According to the Review Report, the tax revenue under-collection increased from the 2015 tax year to the 2019 tax year with a staggering 151.79% (from R7.4 billion to R57 billion), being a clear indication that solving the inadequacies of the tax administration would be a healthier alternative before implementation of tax increases, as the proposed increases will only result in an estimated revenue gain of R25 billion.
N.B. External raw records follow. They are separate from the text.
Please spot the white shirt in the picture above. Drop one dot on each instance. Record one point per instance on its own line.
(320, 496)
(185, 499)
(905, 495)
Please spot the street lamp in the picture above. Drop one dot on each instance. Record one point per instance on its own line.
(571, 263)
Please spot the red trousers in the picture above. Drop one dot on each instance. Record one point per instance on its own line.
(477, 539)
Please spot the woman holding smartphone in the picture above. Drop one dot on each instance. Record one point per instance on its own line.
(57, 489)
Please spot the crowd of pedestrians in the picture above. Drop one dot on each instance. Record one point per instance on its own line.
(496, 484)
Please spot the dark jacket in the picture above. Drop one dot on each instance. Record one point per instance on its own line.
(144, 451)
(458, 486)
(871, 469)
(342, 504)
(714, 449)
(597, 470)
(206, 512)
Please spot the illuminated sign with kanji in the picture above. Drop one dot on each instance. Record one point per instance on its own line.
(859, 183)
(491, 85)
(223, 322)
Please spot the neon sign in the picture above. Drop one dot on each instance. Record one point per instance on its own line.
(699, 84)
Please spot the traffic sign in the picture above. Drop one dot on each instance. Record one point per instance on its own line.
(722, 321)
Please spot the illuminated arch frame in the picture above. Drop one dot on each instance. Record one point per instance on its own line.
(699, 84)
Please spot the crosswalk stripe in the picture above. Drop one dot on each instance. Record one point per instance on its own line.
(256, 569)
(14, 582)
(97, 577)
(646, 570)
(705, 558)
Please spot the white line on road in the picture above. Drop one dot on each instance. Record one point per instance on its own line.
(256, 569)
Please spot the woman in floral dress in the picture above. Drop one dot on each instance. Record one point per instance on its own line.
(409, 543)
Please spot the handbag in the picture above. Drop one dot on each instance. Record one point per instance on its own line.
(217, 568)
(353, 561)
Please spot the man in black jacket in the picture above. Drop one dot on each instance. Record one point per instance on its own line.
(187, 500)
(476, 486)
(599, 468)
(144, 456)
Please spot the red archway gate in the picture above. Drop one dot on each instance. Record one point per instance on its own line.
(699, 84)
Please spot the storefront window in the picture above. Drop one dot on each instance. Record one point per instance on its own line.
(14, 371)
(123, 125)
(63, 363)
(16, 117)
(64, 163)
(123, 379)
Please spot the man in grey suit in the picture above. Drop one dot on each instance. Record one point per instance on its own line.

The Momentum Investments Review Report highlights the following 10 tax types up for possible increases and the projected likelihood thereof:
1) Medical Aid Tax Credits
The likelihood of this tax increase is high, as the recently released NHI Bill states that the required funds may be obtained by means of reducing the credits awarded to individual taxpayers and reallocating it to the NHI Fund. This will affect all individuals that contributes to a private Medical Aid, resulting in an extensive reduction of possible tax refunds or monthly tax breaks. Essential this means that tax refunds when filing tax returns will soon be a rare occasion.
2) Fuel levy
This was also earmarked as a high likelihood whereby it was stated that the Department of Energy is investigating the possibility of adjusting the basic fuel price formula.
3) Sin Tax
This is an ongoing annual increase and is therefore no surprise that it is on the card for another increase. However, the Review Report indicates that Government is investigating the possibility of including tax on electronic cigarettes and tobacco heating products.
4) Wealth Tax
According to the Review Report, this has a medium likelihood, targeting increases of taxes relating to assets and fixed property.
5) Luxury Goods Tax
The Report further states that certain luxury items could receive a separate higher VAT rate, especially items such as jewelry and vehicles etc.
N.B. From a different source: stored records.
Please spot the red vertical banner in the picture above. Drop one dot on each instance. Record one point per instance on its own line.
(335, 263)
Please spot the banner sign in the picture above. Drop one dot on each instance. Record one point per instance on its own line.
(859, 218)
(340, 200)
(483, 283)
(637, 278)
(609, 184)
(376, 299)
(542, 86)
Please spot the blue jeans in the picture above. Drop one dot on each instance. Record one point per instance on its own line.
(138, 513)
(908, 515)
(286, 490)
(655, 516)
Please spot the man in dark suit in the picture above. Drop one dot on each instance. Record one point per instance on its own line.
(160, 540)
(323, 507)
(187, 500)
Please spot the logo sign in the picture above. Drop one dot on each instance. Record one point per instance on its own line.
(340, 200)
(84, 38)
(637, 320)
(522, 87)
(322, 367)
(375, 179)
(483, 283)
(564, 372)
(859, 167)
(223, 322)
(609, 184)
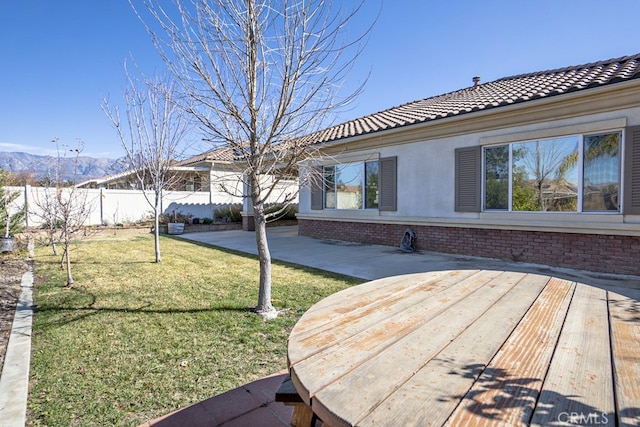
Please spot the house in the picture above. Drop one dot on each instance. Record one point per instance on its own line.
(541, 167)
(201, 184)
6) Health Promotion Levy (a.k.a. Sugar Tax)
This has also been allocated with a medium likelihood of increase in line with inflation – again not a surprising increase but adds to the bottom line of pressure placed on consumers.
7) Carbon Fuel Levy
The Report highlights this increase as a low likelihood, but this will be confirmed in the upcoming Mini Budget.
8) Corporate Income Tax
Also, in a low likelihood, Government is investigating the possibility of increasing the Corporate Income Tax rate (i.e. taxes levied on the taxable income of registered Companies), however, several Industry Leaders have warned against such increase as it will further discourage foreign investors.
9) Value Added Tax
According to the OECD, the VAT rate in South Africa is relatively low in comparison to that of other participating countries, and as a result Government might look at this as a possible structuring opportunity. Mentioned previously, Government might not increase the overall 15% rate again, but rather create a separate higher VAT rate which will be applicable to certain items, such as luxury goods.
10) Personal Income Tax
Government is lastly also reviewing whether certain tax brackets should be increased in order to make up the deficit, but the Review Report has indicated this increase as a low likelihood due to the already overbearing placed on individual taxpayers and households. As Personal Income Tax accounts for a large portion of the Government tax revenue, any small increase can result in billions of additional revenue, but proposed changes to this will only be confirmed in the upcoming Mini Budget.
Many Industry Specialists have proposed the introduction of a “graded tax” system such as implemented in countries like Swaziland, whereby each citizen pays a minimal tax amount (e.g. R10) which will result in critical mass revenue accumulation, but such policy changes and the effect thereof have yet to be fully reviewed.